Friday, January 11, 2013

Life After ‘Life’ Has Ended

Sitting numbly in the corner, barely able to move, the mind is reduced to mush in response to what has just occurred—even if that was months ago now, on a night like tonight or a day like today.
The romance that has characterised years of a pristinely-built identity has shrivelled overnight and is no more... those words “no more” have a pitch starkness about them and we have the bells of disbelief ringing between our ears.
Control is a thing we no longer have.
Whether it was by betrayal or falling out of love or the case of mismatch—or probably worse, by a spouse’s physical death—matters little at this stage as we reel in utter incredulity how life can be this gratingly raw.
Depths of loss can hardly be bridged in words—the whisper of death comes to the centre of our being and, again, we are “no more,” or so it seems.

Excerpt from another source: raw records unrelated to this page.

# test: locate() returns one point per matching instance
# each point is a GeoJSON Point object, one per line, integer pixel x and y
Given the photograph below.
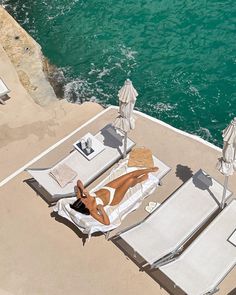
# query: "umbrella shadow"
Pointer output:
{"type": "Point", "coordinates": [112, 138]}
{"type": "Point", "coordinates": [204, 181]}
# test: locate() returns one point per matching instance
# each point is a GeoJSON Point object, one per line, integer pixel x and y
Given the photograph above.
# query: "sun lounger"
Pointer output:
{"type": "Point", "coordinates": [207, 261]}
{"type": "Point", "coordinates": [86, 170]}
{"type": "Point", "coordinates": [162, 234]}
{"type": "Point", "coordinates": [3, 91]}
{"type": "Point", "coordinates": [131, 201]}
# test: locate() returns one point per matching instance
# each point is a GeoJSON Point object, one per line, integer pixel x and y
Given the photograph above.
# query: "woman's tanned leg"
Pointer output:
{"type": "Point", "coordinates": [121, 191]}
{"type": "Point", "coordinates": [120, 181]}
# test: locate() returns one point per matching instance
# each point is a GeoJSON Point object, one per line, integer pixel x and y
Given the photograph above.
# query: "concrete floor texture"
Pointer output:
{"type": "Point", "coordinates": [42, 254]}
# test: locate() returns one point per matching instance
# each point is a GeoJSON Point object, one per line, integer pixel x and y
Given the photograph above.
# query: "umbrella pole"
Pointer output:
{"type": "Point", "coordinates": [224, 191]}
{"type": "Point", "coordinates": [125, 145]}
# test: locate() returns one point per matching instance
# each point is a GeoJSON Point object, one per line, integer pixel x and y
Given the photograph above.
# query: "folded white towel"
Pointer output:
{"type": "Point", "coordinates": [62, 174]}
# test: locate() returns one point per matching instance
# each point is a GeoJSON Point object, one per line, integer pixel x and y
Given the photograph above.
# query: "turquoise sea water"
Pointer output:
{"type": "Point", "coordinates": [180, 55]}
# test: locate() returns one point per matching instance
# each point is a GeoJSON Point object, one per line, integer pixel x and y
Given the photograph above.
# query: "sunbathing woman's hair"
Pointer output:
{"type": "Point", "coordinates": [79, 206]}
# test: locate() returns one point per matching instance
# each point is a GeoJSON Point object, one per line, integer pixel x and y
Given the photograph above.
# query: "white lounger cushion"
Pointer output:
{"type": "Point", "coordinates": [131, 201]}
{"type": "Point", "coordinates": [208, 259]}
{"type": "Point", "coordinates": [175, 221]}
{"type": "Point", "coordinates": [86, 170]}
{"type": "Point", "coordinates": [3, 88]}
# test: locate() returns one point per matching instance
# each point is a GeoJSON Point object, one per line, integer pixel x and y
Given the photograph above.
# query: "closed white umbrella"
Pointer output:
{"type": "Point", "coordinates": [125, 121]}
{"type": "Point", "coordinates": [227, 163]}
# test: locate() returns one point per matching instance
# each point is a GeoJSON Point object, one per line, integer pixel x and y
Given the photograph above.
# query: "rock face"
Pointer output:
{"type": "Point", "coordinates": [25, 54]}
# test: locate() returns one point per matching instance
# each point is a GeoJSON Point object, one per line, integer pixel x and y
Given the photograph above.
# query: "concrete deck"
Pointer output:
{"type": "Point", "coordinates": [40, 255]}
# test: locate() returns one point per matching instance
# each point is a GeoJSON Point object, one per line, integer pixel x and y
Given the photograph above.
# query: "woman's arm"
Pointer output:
{"type": "Point", "coordinates": [101, 216]}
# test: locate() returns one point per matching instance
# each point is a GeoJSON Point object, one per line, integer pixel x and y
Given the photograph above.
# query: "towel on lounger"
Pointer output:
{"type": "Point", "coordinates": [63, 174]}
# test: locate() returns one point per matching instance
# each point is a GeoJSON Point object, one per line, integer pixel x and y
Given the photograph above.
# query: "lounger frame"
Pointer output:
{"type": "Point", "coordinates": [216, 288]}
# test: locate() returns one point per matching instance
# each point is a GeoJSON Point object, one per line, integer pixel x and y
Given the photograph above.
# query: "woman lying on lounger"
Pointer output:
{"type": "Point", "coordinates": [112, 194]}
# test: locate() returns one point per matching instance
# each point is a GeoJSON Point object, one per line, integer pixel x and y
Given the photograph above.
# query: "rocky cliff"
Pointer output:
{"type": "Point", "coordinates": [26, 55]}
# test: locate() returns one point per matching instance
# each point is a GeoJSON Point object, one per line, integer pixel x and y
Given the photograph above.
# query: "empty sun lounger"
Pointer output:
{"type": "Point", "coordinates": [162, 234]}
{"type": "Point", "coordinates": [207, 261]}
{"type": "Point", "coordinates": [86, 170]}
{"type": "Point", "coordinates": [3, 91]}
{"type": "Point", "coordinates": [131, 201]}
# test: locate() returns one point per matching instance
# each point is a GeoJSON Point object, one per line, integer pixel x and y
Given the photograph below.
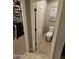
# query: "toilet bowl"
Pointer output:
{"type": "Point", "coordinates": [49, 34]}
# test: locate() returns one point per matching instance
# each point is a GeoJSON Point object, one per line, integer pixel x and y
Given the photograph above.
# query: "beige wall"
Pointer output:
{"type": "Point", "coordinates": [60, 35]}
{"type": "Point", "coordinates": [28, 15]}
{"type": "Point", "coordinates": [46, 22]}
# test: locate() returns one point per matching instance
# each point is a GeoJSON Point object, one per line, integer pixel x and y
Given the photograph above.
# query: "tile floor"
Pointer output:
{"type": "Point", "coordinates": [41, 53]}
{"type": "Point", "coordinates": [19, 46]}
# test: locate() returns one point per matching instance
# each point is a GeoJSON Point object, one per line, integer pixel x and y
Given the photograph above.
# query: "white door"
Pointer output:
{"type": "Point", "coordinates": [39, 21]}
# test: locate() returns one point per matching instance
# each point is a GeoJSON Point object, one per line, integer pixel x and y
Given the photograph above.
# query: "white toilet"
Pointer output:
{"type": "Point", "coordinates": [49, 34]}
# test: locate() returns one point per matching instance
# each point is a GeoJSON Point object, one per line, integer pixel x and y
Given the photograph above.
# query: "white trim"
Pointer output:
{"type": "Point", "coordinates": [24, 17]}
{"type": "Point", "coordinates": [60, 4]}
{"type": "Point", "coordinates": [32, 6]}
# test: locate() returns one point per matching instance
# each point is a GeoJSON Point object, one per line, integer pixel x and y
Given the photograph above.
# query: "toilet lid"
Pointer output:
{"type": "Point", "coordinates": [49, 34]}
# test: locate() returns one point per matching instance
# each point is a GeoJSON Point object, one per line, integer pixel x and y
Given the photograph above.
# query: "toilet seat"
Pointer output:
{"type": "Point", "coordinates": [49, 34]}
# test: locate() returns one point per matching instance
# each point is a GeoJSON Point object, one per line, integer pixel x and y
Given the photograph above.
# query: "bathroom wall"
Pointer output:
{"type": "Point", "coordinates": [28, 15]}
{"type": "Point", "coordinates": [60, 35]}
{"type": "Point", "coordinates": [46, 22]}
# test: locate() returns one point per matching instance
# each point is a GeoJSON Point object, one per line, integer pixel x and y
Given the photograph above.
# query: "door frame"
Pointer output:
{"type": "Point", "coordinates": [54, 39]}
{"type": "Point", "coordinates": [24, 17]}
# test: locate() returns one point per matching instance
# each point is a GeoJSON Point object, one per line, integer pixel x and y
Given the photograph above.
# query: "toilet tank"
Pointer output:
{"type": "Point", "coordinates": [51, 28]}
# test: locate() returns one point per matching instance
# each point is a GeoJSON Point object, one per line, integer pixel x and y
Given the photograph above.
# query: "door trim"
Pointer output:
{"type": "Point", "coordinates": [24, 17]}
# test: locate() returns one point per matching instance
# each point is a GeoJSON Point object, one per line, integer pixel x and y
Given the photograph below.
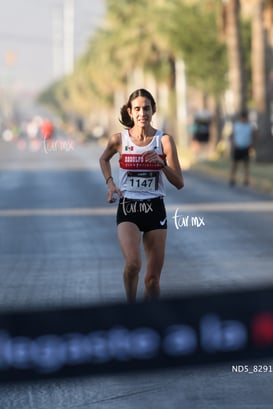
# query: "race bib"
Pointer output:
{"type": "Point", "coordinates": [142, 181]}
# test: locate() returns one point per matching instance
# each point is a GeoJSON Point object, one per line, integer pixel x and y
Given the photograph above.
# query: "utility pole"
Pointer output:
{"type": "Point", "coordinates": [69, 23]}
{"type": "Point", "coordinates": [57, 42]}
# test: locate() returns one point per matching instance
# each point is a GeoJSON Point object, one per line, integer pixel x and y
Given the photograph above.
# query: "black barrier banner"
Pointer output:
{"type": "Point", "coordinates": [182, 331]}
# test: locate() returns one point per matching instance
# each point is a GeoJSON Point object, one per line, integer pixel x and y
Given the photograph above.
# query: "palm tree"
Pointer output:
{"type": "Point", "coordinates": [232, 33]}
{"type": "Point", "coordinates": [260, 79]}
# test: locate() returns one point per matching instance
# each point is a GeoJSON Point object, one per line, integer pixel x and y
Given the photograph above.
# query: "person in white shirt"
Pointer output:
{"type": "Point", "coordinates": [145, 156]}
{"type": "Point", "coordinates": [242, 139]}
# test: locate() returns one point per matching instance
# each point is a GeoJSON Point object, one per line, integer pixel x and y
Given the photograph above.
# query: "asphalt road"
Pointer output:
{"type": "Point", "coordinates": [58, 247]}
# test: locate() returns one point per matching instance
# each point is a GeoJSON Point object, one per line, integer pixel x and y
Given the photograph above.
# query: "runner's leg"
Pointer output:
{"type": "Point", "coordinates": [154, 246]}
{"type": "Point", "coordinates": [129, 240]}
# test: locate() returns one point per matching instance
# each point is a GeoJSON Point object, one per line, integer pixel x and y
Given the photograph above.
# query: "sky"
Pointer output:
{"type": "Point", "coordinates": [32, 40]}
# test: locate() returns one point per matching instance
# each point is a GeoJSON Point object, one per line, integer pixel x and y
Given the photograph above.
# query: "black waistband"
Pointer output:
{"type": "Point", "coordinates": [154, 199]}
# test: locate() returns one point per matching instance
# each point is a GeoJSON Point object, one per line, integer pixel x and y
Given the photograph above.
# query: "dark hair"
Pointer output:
{"type": "Point", "coordinates": [244, 113]}
{"type": "Point", "coordinates": [125, 117]}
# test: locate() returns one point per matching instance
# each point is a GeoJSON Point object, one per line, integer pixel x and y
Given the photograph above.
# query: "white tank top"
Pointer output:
{"type": "Point", "coordinates": [139, 179]}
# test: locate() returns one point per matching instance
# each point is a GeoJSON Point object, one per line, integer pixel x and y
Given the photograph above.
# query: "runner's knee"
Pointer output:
{"type": "Point", "coordinates": [132, 268]}
{"type": "Point", "coordinates": [152, 282]}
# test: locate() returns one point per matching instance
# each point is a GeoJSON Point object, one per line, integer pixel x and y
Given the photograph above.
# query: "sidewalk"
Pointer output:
{"type": "Point", "coordinates": [261, 174]}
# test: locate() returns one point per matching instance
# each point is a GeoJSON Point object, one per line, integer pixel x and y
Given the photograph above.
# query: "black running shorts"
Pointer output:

The Death Of Something Precious
How do we give appropriate testimony or legacy or dignity to something so special that has been so sinfully ripped apart, limb for limb from the body that was two persons entwined as one?
There is the sublime sorrow that pins itself to us, a clinging vestige of nothingness, the appendage of darkness for glories gone by but never to return.
What To Do With The Mid-Time?
We may be in the mid-time, or at least we relate for some dark period in the oft-forgotten ether of our pasts. Such memories call back the taste of emotion, instantly, but that’s all. Strangely, we’re home to such pain. It’s become part of us.
Wisdom suggests we might learn something in this horrible baseness. It’s a sadistic reality we must hold to; it’s all we have.
The mid-time is about approaching something new from within us; the reconstruction of identity. We are becoming ourselves, again.
Re-Entering Life... When Grief Finally Departs
How long must grief linger?
It continues until it ends, and that ending comes without notice; far further off in the distance, much of the time, than any of us would like. And still, of occasion, a reminder takes us back there for a split second, an hour, a day.
***
Then, do we resume life? No; it cannot be.
This is new. We are reborn. It’s the only way it can be if we’re truly healed of the ballistic damage that impacted against us, obliterating the old self. Yet, we are still, and will always be, one-and-the-same person.
We have become better (and hopefully not bitter) for all this rubbish that went on.
***
‘The end of us’ is an all-too-familiar tale of two gone separate ways. Some death has occurred and the mind struggles to handle what the heart still grieves.
When grief ends, though, and it does (for most), there is learning and acceptance. We grow and move and become bigger people for the experiences of death that threatened to swallow us, but didn’t.
© 2013 S. J. Wickham.
The article was inspired by Adele’s song, Set Fire To The Rain.